Extraordi…what? The ultra-complex ‘League of Extraordinary Gentleman’ is a misunderstood masterpiece

“Why would a Wookie-an 8-foot-tall Wookie-want to live on Endor with a bunch of 2-foot-tall Ewoks? That does not make sense!”

-Johnnie Cochran in the “Chef Aid” episode of “South Park”

Some things just don’t make sense. Ranch dressing on pizza. The popularity of that TV show “Boston Public.” The term “head cheese.” Calendar.

And when things don’t make sense, the riffraff (us, me included) become confused and angry, rising up in indignation and fomenting rebellions. Most casually educated people hate to think of themselves as obtuse or incapable of comprehending something.

But who could blame us? We’ve been inculcated with the errant notion that we’re repositories of limitless potential. We’re told “you can do anything,” so when we receive jarring empirical evidence indicating that most of us are largely stupidheads, it eats at our insecurity and undercuts our most fundamental notions of social democracy.

The idea that some of us are embodiments of Nietzsche’s supermen while others are Huxley’s mindless epsilons induces disquiet and ire. We’d rather think that we’re all…well, equal, with the same intelligence and aptitudes. But our society is unequivocally stratified. We all know that the population doesn’t exist on a rigid plane of mediocrity.

No, fortunately for humanity, certain exemplary individuals operate in the most rarefied regions of the intellectual stratosphere, writing the greatest literary works, deriving the most groundbreaking scientific theories and just being better than everyone else.

It is a team of such erudite elites that gave birth to what I can only describe as The Single Most Intelligent Film Ever Made In The History of Man and God. This impossibly perfect piece of art, this exemplar, is none other than “The League of Extraordinary Gentlemen.”

The film follows the adventures of a motley collection of hoodlums and heroes with superhuman abilities and traits. These Extraordinary Gentlemen comprise personas from the literary canon: Tom Sawyer, Alan Quartermain, Captain Nemo, Dorian Grey, Dr. Jekyll/Mr. Hyde and a few others. They chase around another literary figure, Mr. Moriarty, and try to prevent his plunging the world into chaos.

I must confess that initially I didn’t understand the movie at all. I thought it was rife with fallacies, inscrutability and convolution. This indicates that at the time, I simply didn’t possess the cranial cavern to rapidly digest the barrage of action, plot and bad CGI. Two days later, even after two inexorable nights of careful contemplation, I still couldn’t grasp what I knew had to be paradoxical understatement and nuance buzzing in the background of ambient explosions.
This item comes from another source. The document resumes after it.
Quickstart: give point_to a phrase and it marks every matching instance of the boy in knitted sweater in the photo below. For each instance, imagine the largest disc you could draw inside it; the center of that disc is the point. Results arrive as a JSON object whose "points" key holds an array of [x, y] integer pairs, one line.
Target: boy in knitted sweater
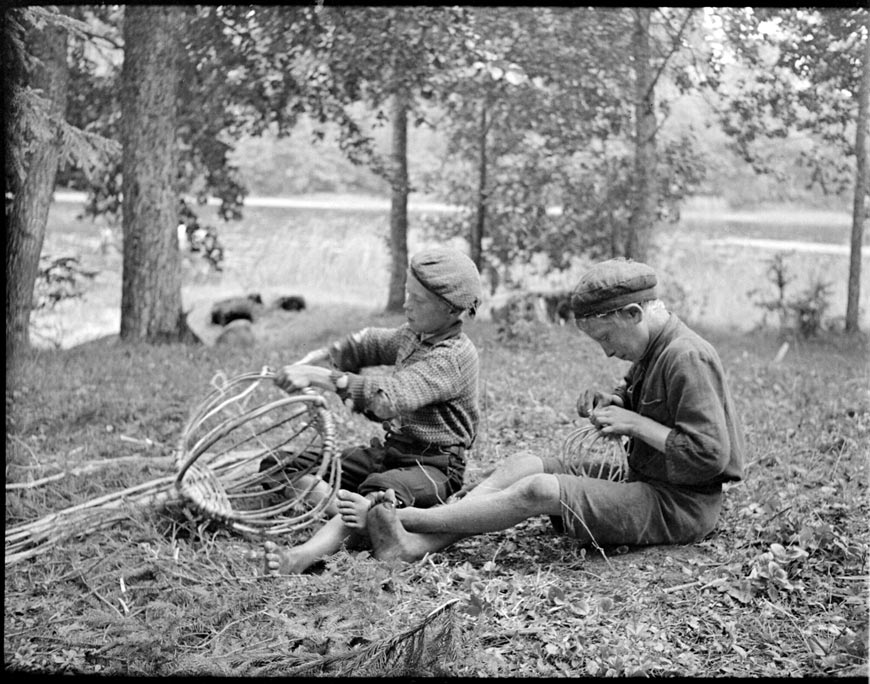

My delayed-or absent, as the case may be-enlightenment is solely my failing. I can’t blame “The League” because I can’t discern any of director Stephen Norrington, screenwriter James Robinson,or the source writers Alan Moore and Kevin O’Neill’s labyrinthine metaphors and symbolism.

Still, I have a few issues.

First of all, the technology presented in the film, which is set in 1899, remains a source of relentless perplexity. The League has a vehicle. As far as I know, the first cars were rudimentary and slow. Theirs is streamlined and fleet, racing around Europe at Autobahn speeds. It is important to note that even in the “League’s” world, the idea of a modern, 1940s-esque car is quite novel, and theirs is the only one. Yet somehow, Tom Sawyer, with no previous training, can expertly maneuver this thing. Does that mean that he represents an omniscient divine figure? Or is he just naturally talented? Am I to infer anything at all from these anachronistic clashes?

I don’t know, and I wish someone would tell me. Seriously. Please, help me.

Nevertheless, the most staggering block I’ve reached in trying to plumb “The League of Extraordinary Gentlemen” -I mean, besides the baffling character non-sequiturs-is its inconsistent scale. When we first see the Nautilus, the ship on which the members of the League travel, it appears several times larger than the Titanic. But, minutes later, this same gargantuan vessel perfectly navigates Venice’s narrow channels. What does that mean?

Again, I have no idea. Frankly, none of this makes any sense to me. So…uhh…huh. Perhaps “The League of Extraordinary Gentlemen’s” intellectual magnitude just eclipses my puny mind’s meager abilities. Maybe I’m just not extraordinary enough.

Are you?

This has been Ben Zalkind reminding you that bad movies make you think, even though I can’t.